I stand by what I said, but Kevin’s and Tim’s email comments made me realize that I hadn’t asked the more interesting questions:

1.      How can we identify systems that don’t directly control operations, yet can have a huge impact on operations just the same (i.e, IT systems that perform functions required for operations)? And when we’ve identified them, what measures can we take to protect them better than other systems on the IT network that clearly have no direct operational impact, like say the systems that run the utility’s charitable operations?

2.      Should those systems be regulated by OT-focused cybersecurity compliance regimes, such as the dreaded…(and here I cross myself, despite not being Catholic)…NERC CIP?

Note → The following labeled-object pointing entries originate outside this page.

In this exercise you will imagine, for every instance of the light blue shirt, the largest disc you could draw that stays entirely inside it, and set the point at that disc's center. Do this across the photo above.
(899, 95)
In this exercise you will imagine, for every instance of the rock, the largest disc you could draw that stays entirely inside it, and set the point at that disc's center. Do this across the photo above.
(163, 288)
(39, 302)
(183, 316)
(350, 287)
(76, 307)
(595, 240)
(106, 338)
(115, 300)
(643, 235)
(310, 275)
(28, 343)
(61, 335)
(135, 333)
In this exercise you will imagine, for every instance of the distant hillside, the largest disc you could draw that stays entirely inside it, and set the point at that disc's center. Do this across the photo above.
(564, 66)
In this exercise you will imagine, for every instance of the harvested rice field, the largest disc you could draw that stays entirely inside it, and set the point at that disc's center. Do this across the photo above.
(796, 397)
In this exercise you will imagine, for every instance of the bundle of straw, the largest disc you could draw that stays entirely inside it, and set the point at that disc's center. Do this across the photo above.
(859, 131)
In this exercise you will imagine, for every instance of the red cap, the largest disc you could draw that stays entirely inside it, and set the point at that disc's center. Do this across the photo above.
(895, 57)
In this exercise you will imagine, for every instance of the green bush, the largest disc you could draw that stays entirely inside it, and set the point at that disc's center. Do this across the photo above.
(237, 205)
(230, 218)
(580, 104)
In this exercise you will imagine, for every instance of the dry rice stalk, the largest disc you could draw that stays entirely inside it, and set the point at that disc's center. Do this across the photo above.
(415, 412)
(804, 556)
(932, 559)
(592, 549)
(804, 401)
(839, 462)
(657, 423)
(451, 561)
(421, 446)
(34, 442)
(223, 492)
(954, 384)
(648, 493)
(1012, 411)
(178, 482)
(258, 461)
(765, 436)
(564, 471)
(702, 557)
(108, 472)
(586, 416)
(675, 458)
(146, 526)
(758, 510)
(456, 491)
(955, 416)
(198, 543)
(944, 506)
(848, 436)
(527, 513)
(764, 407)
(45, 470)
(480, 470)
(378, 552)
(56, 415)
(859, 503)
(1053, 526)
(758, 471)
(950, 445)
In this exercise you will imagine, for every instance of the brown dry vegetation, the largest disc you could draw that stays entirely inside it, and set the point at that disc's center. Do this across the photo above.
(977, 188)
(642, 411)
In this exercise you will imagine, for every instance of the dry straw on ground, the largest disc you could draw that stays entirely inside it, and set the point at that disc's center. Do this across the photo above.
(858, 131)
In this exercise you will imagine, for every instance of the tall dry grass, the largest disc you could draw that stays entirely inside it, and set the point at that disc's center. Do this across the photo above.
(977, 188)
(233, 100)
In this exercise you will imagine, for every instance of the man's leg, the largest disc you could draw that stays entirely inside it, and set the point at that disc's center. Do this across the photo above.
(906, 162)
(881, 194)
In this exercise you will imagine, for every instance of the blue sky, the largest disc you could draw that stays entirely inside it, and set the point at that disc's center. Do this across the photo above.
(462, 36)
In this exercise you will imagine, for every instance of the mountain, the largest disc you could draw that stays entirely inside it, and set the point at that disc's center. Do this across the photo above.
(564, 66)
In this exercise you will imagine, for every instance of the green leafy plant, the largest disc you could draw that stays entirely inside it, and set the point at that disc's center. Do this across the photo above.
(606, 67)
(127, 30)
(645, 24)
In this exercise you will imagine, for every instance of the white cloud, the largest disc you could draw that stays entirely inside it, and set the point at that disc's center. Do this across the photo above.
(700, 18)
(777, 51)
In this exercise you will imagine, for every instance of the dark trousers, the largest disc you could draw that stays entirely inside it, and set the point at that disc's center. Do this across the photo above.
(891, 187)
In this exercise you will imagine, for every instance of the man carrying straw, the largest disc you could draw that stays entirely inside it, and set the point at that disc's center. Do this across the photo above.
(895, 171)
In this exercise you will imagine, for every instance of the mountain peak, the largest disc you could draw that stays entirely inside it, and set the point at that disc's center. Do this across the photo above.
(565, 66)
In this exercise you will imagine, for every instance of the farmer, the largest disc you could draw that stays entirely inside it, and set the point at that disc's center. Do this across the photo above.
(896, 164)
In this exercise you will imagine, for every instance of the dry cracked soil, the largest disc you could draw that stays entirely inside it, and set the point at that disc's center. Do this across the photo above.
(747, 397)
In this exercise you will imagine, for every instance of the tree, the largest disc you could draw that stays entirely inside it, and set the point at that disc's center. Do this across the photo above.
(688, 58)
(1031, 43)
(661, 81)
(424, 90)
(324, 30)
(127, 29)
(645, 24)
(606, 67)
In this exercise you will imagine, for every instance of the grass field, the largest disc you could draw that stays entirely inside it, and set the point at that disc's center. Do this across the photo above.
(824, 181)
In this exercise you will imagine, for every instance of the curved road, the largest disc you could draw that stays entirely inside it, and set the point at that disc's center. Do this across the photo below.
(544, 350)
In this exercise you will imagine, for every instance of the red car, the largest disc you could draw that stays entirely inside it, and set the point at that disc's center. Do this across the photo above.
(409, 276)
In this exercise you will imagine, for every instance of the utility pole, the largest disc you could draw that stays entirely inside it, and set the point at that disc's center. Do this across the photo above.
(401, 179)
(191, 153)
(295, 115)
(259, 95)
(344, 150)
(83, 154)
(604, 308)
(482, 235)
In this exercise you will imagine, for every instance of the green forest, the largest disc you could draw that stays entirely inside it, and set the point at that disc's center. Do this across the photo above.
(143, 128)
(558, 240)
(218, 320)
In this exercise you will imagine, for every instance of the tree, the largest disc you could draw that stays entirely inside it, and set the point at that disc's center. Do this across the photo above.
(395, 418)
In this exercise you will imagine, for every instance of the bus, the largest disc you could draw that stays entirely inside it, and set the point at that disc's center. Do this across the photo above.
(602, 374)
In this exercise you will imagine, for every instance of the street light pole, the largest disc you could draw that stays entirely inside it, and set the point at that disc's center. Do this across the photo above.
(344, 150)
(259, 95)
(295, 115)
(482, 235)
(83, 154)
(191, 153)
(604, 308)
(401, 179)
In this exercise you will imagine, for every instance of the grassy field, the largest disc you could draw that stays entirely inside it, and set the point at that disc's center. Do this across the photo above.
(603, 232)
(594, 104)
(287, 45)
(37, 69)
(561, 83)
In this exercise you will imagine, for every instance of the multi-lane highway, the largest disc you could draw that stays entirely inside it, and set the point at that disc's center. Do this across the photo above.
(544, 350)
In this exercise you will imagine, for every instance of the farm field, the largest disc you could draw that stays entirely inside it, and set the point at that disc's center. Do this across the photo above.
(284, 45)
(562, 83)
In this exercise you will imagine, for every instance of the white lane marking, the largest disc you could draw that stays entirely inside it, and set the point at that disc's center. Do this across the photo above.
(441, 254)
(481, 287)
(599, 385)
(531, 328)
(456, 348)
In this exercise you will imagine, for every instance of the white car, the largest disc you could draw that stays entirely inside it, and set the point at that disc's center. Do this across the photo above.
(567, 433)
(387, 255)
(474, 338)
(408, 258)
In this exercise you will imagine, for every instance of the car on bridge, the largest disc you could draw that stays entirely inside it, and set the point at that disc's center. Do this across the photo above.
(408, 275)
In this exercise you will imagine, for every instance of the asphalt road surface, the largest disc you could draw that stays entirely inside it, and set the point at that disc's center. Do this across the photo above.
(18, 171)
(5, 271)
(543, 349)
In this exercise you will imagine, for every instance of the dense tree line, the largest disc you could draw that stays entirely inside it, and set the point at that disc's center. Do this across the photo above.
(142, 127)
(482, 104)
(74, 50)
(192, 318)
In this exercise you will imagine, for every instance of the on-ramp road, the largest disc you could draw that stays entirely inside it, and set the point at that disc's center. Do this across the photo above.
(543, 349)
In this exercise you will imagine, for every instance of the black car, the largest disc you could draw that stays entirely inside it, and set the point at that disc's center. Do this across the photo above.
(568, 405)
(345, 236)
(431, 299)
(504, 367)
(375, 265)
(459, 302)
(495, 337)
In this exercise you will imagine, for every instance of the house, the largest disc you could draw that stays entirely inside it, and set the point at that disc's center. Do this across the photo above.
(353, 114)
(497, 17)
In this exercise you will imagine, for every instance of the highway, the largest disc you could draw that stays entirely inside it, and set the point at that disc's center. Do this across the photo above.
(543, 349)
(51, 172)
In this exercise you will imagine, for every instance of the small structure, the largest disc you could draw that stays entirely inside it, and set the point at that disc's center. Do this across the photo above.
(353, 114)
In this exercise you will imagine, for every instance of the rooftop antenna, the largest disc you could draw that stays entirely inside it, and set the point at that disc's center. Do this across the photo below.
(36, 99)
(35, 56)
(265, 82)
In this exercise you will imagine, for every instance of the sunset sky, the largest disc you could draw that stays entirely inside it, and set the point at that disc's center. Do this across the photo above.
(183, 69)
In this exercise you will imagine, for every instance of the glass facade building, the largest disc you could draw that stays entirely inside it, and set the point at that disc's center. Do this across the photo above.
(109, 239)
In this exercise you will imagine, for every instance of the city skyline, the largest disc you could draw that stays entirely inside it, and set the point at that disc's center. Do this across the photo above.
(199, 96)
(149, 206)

3.      Or maybe we need to go beyond all this talk about regulation and protecting systems, and think about what the real problem might be?

Briefly, Kevin addressed questions 1 and 2; Tim took question 3 (not that I even thought of these questions until now, of course). I’ll start with what Kevin said, and cover what Tim said in my next post.

On Thursday, Kevin wrote this to me:

I would argue that any “IT” system, or system component that is essential to keeping to OT operational needs to be considered OT and kept isolated from the rest of the IT world.  As you noted, electric metering, whether at the customer point of delivery or in a tie substation, is OT.  The data from the meters are fed into the IT billing systems.  If the billing systems are down, bills will be delayed, but the meter data collection will continue until it can be transferred to the billing systems.  It is inexcusable that the OT must be shut down because an essential IT system is down.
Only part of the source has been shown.